Why short-term fixed options are increasingly popular for Canadian borrowers

The recent market has seen an uptick in those mortgage types

Why short-term fixed options are increasingly popular for Canadian borrowers

It’s still anyone’s guess as to whether the Bank of Canada will hike or cut its policy rate in the coming months – and Canadian borrowers appear increasingly open to taking out shorter-term, fixed-rate mortgages in that uncertain climate.

New data from Ratehub.ca showed that searches on its site for fixed-rate options of between one and four years have leapt from 6% in 2022 to 14% so far this year, although unsurprisingly five-year fixed rate options account for the bulk of inquiries to date in 2023 (79%, up from 66% last year).

When the central bank slashed its benchmark interest rate at the onset of the COVID-19 pandemic, variable rates plummeted and borrowers surged towards those options as a result.

However, that benchmark rate has spiked by 4.25% since March 2022 – and interest in variable rates has plunged, with only 5% of all rate inquiries to Ratehub concerning five-year variables.

Canada’s mortgage agent and broker community has also reported a recent uptick in interest for shorter-term fixed mortgage rates among clients.

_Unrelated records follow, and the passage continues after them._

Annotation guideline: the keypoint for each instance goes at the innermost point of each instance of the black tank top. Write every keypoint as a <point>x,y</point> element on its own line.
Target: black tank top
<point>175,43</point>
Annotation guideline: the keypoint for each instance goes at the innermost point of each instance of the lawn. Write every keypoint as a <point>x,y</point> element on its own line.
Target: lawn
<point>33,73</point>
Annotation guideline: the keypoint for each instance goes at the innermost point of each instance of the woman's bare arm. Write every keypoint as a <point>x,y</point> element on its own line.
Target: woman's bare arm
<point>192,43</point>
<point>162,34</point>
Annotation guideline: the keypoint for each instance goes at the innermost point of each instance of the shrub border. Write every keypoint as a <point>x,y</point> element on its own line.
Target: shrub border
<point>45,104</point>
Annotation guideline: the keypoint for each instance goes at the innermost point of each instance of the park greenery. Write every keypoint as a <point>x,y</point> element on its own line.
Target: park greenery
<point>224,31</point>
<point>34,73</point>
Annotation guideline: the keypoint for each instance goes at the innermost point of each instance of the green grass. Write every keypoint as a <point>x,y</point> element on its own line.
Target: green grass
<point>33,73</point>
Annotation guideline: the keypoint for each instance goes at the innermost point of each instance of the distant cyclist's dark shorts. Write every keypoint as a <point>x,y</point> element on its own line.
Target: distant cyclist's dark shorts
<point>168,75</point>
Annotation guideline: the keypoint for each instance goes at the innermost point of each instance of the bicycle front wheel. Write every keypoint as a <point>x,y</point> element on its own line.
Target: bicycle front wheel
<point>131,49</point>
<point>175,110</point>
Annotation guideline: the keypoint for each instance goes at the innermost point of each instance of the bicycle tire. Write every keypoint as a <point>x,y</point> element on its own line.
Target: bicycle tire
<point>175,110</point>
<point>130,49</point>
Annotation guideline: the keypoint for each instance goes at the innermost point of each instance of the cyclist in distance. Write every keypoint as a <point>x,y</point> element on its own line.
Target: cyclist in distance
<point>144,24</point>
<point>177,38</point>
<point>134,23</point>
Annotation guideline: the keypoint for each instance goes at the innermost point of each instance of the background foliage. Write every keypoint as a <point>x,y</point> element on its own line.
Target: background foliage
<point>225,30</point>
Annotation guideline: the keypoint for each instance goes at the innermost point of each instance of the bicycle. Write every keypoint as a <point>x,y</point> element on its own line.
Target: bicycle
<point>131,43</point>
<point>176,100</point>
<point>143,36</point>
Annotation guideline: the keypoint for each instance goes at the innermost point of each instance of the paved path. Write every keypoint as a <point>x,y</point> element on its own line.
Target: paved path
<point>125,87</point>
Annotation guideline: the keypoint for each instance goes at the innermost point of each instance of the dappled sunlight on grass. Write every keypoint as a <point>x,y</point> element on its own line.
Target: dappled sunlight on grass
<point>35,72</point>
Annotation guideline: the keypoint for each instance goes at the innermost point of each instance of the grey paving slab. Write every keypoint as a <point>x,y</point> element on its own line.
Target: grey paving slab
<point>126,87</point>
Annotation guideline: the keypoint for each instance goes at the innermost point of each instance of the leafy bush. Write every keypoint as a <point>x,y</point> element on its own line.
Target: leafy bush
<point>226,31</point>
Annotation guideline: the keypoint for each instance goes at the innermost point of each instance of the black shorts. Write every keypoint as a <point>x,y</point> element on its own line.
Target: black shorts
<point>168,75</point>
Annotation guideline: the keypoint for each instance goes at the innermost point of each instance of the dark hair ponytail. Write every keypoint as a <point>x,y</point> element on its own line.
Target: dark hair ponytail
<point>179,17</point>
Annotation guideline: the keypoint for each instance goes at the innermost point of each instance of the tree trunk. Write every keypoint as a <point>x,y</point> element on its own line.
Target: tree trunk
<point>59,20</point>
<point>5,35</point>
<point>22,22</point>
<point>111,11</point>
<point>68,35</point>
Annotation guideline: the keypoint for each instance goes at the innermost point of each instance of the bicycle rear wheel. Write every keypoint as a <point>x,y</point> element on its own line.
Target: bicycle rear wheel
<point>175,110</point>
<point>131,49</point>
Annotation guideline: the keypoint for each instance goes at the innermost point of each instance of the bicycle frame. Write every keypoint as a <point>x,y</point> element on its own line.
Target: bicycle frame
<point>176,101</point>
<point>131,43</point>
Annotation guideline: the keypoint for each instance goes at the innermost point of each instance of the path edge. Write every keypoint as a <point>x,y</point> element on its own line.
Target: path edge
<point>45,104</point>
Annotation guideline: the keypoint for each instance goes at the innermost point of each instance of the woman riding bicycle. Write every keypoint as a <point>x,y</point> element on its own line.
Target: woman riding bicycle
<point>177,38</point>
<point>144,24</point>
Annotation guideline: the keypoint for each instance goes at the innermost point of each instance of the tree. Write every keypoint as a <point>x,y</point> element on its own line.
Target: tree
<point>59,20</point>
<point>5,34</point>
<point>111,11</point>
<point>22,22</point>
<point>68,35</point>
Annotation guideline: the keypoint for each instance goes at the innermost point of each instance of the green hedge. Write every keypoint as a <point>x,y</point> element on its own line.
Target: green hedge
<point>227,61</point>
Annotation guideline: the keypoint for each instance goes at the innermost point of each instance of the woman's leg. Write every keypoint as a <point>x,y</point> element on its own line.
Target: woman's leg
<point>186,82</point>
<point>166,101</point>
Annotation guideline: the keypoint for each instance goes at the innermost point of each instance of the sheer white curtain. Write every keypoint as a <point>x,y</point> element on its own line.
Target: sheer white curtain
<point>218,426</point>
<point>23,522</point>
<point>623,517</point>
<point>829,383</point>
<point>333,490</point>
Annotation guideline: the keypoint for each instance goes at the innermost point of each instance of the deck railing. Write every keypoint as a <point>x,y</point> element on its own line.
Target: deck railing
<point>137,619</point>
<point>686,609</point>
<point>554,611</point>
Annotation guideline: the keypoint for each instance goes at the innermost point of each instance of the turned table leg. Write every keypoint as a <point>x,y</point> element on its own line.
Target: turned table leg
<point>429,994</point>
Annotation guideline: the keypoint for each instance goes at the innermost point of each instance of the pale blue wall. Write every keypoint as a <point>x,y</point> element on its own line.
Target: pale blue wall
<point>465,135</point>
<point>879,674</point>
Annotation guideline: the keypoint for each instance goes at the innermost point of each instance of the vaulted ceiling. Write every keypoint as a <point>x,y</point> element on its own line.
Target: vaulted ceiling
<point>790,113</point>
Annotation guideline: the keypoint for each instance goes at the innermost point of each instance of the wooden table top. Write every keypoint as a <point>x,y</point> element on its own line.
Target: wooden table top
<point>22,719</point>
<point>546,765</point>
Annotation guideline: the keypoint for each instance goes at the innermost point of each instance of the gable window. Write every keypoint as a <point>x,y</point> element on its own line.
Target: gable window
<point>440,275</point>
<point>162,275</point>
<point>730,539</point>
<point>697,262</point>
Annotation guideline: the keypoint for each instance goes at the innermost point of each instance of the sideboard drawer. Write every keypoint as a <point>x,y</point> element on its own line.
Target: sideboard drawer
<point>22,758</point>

Christelle Mwamba (pictured top), a Toronto-based agent with Mortgage Scout, told Canadian Mortgage Professional that fixed-term options of around three years allowed borrowers to avoid the shock of potential further Bank of Canada hikes in 2023 and avail of lower rates sooner if the central bank decides to cut, as expected, when inflation returns to its target rate.

“A lot of variable borrowers were panicking last year when prime kept increasing and increasing, and are now kind of just gauging what’s the best course of action,” she said. “Some of them have actually decided to lock in shorter-term.

“Now I’m seeing a lot more [choosing] shorter-term than going five-year fixed. Even if you’re paying prime minus one and you’re at 5.7%, you might as well lock in at 4.6% on a three-year and wait until rates kind of start shifting and we get an indication from the Bank of Canada as to the direction of where they’re going to take rates.”

Why is the short-term outlook uncertain for variable rates?

The possibility of a central bank rate cut in Canada reared its head in March amidst banking turmoil in the US and fears that its tremors could spread north of the border.

However, that now appears a distant prospect, especially with Canada’s labour market proving more resilient than anticipated and inflation unexpectedly ticking upwards again last month, its first increase since June 2022.

“I doubt the Bank of Canada is going to drop prime [in 2022],” Mwamba said, speaking shortly after the April inflation figures were revealed. “I think we’re going to anticipate another hike – especially after today.”

The shorter-term stability afforded by fixed-rate options is also welcomed by clients, particularly new buyers, in the turbulent and unpredictable mortgage market that’s developed over the past year, according to Mwamba.

“My thing is to make sure that my clients don’t come back to me after six months and say, ‘Oh my God, I’m stuck, I can’t afford my monthly mortgage payments.’ So that’s really key,” she said.

“I’m encouraging shorter terms until we’re able to see the prime going back down… Just go ahead and go fixed, three years. That will help with your affordability too and consolidate your loan, consolidate everything – credit cards, all that stuff, [and] especially with inflation as it is right now, that will also help you with your cash flow.”

Does the US banking crisis still present a risk?

The outlook for fixed rates also brightened considerably following that US banking chaos in March. Canada’s five-year government bond yield, a key indicator of where fixed rates are headed, saw a huge drop as the collapses of Silicon Valley Bank and Signature Bank caused carnage on Wall Street.

Those yields have since stabilized, although Bank of Canada senior deputy governor Carolyn Rogers noted the lingering risk in remarks accompanying the release of its annual Financial System Review.

“The recent turbulence in global markets stemming from bank failures had little direct impact on Canadian banks,” Rogers said. “But if global stresses were to return and persist, bank funding costs could rise beyond the higher levels induced by tighter monetary policy.

“In addition, in a severe stress situation, funding could also become harder to secure. In response, banks would likely constrain credit to households and businesses, potentially exacerbating an economic downturn.”